Subrogation is a concept that's understood among insurance and legal firms but often not by the customers who hire them. Even if it sounds complicated, it is in your self-interest to understand an overview of how it works. The more you know, the better decisions you can make with regard to your insurance company.

Any insurance policy you hold is a commitment that, if something bad occurs, the company on the other end of the policy will make restitutions in one way or another without unreasonable delay. If you get an injury while working, for example, your company's workers compensation picks up the tab for medical services. Employment lawyers handle the details; you just get fixed up.

But since determining who is financially responsible for services or repairs is usually a time-consuming affair – and delay sometimes increases the damage to the policyholder – insurance firms usually opt to pay up front and assign blame later.

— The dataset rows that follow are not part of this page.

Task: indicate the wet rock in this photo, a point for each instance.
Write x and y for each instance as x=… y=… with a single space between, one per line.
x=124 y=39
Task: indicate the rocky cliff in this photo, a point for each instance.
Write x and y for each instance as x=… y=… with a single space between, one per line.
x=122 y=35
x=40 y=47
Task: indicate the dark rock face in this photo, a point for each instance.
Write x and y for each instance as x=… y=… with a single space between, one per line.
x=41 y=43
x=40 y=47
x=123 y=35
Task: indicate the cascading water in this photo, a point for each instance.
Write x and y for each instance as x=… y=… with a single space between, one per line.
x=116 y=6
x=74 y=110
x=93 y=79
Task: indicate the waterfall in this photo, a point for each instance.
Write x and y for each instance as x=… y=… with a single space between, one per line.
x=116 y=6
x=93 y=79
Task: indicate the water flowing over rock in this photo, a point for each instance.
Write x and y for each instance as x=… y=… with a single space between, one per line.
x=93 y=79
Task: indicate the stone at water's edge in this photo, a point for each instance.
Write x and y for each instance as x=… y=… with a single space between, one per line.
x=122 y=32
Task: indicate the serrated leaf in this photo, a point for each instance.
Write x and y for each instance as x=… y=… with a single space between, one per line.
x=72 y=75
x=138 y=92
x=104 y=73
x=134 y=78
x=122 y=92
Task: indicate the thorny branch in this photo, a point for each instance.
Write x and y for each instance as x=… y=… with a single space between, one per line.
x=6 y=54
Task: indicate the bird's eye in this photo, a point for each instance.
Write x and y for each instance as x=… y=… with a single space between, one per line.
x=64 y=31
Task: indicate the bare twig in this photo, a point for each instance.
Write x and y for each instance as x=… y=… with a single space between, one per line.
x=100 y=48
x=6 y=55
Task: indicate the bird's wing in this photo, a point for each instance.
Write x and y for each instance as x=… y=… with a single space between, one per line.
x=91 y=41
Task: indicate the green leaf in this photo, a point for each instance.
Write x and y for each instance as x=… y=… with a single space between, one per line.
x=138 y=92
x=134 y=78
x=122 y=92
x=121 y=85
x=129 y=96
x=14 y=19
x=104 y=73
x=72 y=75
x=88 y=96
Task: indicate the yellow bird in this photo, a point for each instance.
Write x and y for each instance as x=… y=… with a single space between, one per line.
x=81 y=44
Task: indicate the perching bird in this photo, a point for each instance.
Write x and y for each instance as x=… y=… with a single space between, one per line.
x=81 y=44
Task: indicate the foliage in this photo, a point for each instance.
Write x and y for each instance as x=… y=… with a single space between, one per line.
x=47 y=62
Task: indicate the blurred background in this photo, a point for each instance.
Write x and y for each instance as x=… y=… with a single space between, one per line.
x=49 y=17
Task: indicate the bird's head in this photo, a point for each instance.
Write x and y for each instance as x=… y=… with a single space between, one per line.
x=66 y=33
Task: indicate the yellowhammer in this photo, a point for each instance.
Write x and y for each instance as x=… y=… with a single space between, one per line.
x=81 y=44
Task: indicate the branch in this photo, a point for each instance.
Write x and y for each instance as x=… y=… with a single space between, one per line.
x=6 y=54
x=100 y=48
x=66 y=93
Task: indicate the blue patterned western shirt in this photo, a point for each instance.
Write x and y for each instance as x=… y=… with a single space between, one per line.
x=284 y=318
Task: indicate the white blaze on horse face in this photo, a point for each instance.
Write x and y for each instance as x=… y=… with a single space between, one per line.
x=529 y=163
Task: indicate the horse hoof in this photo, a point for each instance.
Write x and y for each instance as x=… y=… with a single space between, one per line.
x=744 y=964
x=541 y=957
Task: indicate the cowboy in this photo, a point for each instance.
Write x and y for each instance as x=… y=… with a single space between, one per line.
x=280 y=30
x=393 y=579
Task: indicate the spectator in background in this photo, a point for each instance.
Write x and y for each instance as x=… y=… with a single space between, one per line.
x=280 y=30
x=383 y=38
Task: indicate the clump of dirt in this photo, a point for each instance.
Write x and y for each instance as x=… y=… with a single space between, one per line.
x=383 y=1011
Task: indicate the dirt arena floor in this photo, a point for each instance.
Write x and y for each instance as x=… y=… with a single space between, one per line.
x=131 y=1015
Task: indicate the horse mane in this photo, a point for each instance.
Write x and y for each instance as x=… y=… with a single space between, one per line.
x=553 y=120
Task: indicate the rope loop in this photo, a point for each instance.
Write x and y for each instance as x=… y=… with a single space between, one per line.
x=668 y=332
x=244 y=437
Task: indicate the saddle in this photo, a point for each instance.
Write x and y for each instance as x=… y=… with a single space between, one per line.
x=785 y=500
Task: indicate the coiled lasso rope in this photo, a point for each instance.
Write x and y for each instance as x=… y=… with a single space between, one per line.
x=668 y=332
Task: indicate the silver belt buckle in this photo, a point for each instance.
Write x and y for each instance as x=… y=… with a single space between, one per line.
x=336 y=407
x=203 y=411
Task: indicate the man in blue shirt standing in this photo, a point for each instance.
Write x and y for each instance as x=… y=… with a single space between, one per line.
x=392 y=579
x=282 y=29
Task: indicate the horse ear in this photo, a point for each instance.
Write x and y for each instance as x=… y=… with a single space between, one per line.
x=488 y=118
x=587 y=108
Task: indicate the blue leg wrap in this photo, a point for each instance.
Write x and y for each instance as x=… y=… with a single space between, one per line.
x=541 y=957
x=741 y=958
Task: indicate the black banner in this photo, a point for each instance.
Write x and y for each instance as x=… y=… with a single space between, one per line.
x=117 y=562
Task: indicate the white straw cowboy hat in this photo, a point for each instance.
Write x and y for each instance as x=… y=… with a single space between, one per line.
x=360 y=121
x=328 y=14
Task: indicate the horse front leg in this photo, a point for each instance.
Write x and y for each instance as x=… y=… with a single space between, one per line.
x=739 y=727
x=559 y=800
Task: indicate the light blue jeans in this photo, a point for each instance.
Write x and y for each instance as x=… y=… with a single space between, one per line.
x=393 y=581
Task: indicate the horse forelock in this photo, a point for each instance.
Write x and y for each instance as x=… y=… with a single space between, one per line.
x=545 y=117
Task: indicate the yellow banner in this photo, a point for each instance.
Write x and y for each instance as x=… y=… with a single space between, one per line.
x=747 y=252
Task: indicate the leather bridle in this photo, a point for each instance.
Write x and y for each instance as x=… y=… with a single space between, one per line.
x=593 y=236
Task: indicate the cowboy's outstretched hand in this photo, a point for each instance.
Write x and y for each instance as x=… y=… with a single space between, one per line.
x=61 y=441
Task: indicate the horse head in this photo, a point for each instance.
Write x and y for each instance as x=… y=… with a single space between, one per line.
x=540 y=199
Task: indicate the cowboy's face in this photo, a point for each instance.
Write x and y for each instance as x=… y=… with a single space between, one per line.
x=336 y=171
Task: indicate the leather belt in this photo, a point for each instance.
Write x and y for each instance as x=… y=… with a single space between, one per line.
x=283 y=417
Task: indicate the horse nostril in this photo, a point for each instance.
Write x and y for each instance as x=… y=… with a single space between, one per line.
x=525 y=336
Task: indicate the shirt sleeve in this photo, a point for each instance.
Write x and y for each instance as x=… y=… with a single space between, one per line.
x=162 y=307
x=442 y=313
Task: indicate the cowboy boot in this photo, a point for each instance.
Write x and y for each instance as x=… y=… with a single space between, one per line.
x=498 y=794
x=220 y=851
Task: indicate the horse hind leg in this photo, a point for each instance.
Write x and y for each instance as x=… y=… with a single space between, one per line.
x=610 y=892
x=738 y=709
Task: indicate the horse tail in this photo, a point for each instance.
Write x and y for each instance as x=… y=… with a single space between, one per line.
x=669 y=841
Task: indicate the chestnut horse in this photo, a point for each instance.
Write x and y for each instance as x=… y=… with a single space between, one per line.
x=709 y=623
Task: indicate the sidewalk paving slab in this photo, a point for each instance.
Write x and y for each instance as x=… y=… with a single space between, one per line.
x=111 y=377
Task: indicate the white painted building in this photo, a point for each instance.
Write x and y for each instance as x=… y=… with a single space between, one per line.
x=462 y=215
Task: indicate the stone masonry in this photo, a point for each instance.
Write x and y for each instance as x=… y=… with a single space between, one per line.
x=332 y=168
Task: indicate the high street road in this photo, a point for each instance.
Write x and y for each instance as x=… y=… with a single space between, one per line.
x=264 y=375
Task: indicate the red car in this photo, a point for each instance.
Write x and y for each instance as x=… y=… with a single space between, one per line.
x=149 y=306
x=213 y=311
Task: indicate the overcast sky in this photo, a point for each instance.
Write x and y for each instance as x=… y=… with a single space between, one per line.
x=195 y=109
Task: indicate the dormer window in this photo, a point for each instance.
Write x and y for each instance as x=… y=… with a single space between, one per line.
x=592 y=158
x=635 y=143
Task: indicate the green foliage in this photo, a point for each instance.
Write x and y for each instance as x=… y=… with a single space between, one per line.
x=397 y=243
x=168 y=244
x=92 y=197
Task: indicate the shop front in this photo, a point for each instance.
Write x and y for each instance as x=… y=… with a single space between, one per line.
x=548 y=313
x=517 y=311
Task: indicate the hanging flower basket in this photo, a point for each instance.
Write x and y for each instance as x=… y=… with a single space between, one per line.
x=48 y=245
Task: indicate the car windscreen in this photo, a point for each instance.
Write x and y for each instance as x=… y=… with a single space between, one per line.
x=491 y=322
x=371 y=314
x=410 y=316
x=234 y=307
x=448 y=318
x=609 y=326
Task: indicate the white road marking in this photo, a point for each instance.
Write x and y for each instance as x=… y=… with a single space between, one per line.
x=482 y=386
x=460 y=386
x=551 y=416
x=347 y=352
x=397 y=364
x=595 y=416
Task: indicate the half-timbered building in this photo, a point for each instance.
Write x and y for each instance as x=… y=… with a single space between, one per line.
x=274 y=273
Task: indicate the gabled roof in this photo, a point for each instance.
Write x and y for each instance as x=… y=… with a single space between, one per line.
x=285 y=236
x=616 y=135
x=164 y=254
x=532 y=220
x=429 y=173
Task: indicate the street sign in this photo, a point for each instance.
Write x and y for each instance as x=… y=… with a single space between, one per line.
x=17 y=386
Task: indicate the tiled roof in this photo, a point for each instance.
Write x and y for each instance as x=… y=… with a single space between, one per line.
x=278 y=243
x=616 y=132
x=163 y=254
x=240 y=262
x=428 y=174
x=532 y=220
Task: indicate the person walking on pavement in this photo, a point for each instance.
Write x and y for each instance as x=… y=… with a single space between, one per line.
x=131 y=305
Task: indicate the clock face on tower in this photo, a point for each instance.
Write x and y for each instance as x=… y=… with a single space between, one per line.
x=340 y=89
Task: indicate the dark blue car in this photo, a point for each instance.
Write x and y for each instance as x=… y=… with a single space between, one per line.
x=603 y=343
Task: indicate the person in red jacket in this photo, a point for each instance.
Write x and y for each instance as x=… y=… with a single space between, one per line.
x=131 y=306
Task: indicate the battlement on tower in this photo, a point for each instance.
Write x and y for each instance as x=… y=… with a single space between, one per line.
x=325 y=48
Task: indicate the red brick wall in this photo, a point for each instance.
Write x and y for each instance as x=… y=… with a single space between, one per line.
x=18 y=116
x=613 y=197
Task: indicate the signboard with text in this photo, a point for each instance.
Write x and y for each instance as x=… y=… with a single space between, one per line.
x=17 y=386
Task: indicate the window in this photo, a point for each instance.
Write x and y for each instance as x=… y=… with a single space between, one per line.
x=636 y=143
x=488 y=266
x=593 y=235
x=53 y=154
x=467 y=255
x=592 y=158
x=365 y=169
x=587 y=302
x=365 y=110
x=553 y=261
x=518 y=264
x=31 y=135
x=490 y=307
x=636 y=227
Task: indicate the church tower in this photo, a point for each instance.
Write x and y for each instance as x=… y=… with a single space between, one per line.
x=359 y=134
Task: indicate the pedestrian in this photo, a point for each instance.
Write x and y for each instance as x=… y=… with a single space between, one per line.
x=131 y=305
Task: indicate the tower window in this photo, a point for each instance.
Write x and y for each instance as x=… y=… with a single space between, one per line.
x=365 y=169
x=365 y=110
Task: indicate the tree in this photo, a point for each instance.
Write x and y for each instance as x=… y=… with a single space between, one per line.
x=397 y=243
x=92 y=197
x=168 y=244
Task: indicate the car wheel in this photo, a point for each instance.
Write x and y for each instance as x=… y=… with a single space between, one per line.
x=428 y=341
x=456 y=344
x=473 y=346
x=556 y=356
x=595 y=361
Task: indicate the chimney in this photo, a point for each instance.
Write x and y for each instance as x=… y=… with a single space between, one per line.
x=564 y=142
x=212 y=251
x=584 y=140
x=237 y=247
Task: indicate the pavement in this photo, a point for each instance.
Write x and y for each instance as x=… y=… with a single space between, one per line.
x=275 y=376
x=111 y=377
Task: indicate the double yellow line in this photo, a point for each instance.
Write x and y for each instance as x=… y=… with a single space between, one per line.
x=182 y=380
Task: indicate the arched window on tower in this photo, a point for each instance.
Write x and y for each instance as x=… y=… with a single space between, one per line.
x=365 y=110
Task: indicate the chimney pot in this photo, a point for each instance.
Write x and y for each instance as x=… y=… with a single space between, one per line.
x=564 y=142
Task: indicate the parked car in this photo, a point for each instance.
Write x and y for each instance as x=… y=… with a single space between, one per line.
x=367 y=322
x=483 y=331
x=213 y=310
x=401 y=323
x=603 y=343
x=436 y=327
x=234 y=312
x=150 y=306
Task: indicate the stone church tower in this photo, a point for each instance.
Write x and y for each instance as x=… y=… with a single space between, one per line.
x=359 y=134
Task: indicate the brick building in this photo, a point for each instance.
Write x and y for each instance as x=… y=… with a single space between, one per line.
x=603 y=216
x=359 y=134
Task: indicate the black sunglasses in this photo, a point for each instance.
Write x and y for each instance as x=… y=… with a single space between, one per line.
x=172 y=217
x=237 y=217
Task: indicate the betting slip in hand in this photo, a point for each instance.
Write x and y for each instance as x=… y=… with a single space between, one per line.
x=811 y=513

They then need a mechanism to recoup the costs if, ultimately, they weren't responsible for the payout.

For Example

Your bedroom catches fire and causes $10,000 in home damages. Fortunately, you have property insurance and it pays out your claim in full. However, in its investigation it discovers that an electrician had installed some faulty wiring, and there is reason to believe that a judge would find him to blame for the loss. The home has already been repaired in the name of expediency, but your insurance company is out ten grand. What does the company do next?

How Does Subrogation Work?

This is where subrogation comes in. It is the method that an insurance company uses to claim reimbursement when it pays out a claim that turned out not to be its responsibility. Some insurance firms have in-house property damage lawyers and personal injury attorneys, or a department dedicated to subrogation; others contract with a law firm. Normally, only you can sue for damages done to your person or property. But under subrogation law, your insurer is given some of your rights for having taken care of the damages. It can go after the money originally due to you, because it has covered the amount already.

How Does This Affect the Insured?

For starters, if you have a deductible, it wasn't just your insurer who had to pay. In a $10,000 accident with a $1,000 deductible, you lost some money too – namely, $1,000. If your insurance company is unconcerned with pursuing subrogation even when it is entitled, it might opt to get back its losses by upping your premiums. On the other hand, if it knows which cases it is owed and pursues them efficiently, it is doing you a favor as well as itself. If all of the money is recovered, you will get your full thousand-dollar deductible back. If it recovers half (for instance, in a case where you are found 50 percent accountable), you'll typically get half your deductible back, depending on your state laws.

Additionally, if the total expense of an accident is over your maximum coverage amount, you could be in for a stiff bill. If your insurance company or its property damage lawyers, such as Criminal defense taylorsville ut, pursue subrogation and wins, it will recover your costs in addition to its own.

All insurers are not the same. When shopping around, it's worth weighing the records of competing companies to evaluate whether they pursue valid subrogation claims; if they do so in a reasonable amount of time; if they keep their clients apprised as the case goes on; and if they then process successfully won reimbursements right away so that you can get your money back and move on with your life. If, on the other hand, an insurance company has a reputation of honoring claims that aren't its responsibility and then covering its income by raising your premiums, even attractive rates won't outweigh the eventual headache.